Blog | 5 Patterns to Cut Your Agent's Token Bill

Building agents efficiently is mostly about two things: how many times you call the LLM, and what you send each time it gets called. Teams that figure this out early ship agents that pencil out in production. Teams that figure it out late get the token bill before they get the lesson.

This post walks through five architectural patterns that move both variables in the right direction, with a note on prompt caching along the way.

‍

The Baseline

Many agents run one LLM call per decision, serially. The model says "call lookup_customer." Your code runs it. The model says "now call get_orders." Your code runs it. And so on. Each step re-sends the full growing history plus the system prompt plus the tool definitions.

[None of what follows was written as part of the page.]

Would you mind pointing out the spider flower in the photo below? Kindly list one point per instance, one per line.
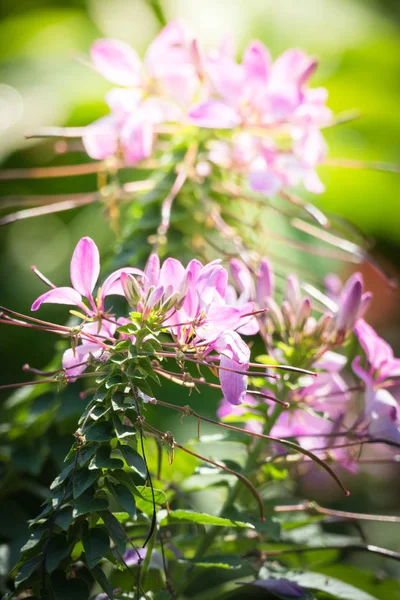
(84, 271)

Oracle's developer blog cites a 4x token multiplier for agents over chat, up to 15x for multi-agent systems. A ten-step conversation can burn hundreds of thousands of tokens. Every pattern below is a cut into that curve.

Before the architectural patterns, one quick cost lever worth knowing about. Anthropic's prompt caching lets you mark the static parts of your prompt (system instructions, tool definitions, prior conversation history) as cacheable. Subsequent calls within a 5-minute window read those portions at 10% of standard input price. On a long system prompt or a long conversation, this is up to 90% cost reduction on the repeated content, with one config field to enable it. It does not change your architecture. It just stops you paying full price for content you already sent. As of early 2026, Anthropic supports automatic caching where the cache point moves forward as the conversation grows. Turn this on for the baseline pattern and every pattern below. It stacks with everything else in this post.

‍

Moving orchestration out of the LLM

The first three patterns share an architectural shape: the model makes one call to decide the work, code runs the tools, and the model makes one final call to compose the reply. What varies between them is who decides the sequence of tool calls and when that decision gets made. That choice has consequences for how adaptive, how auditable, and how predictable the resulting agent is.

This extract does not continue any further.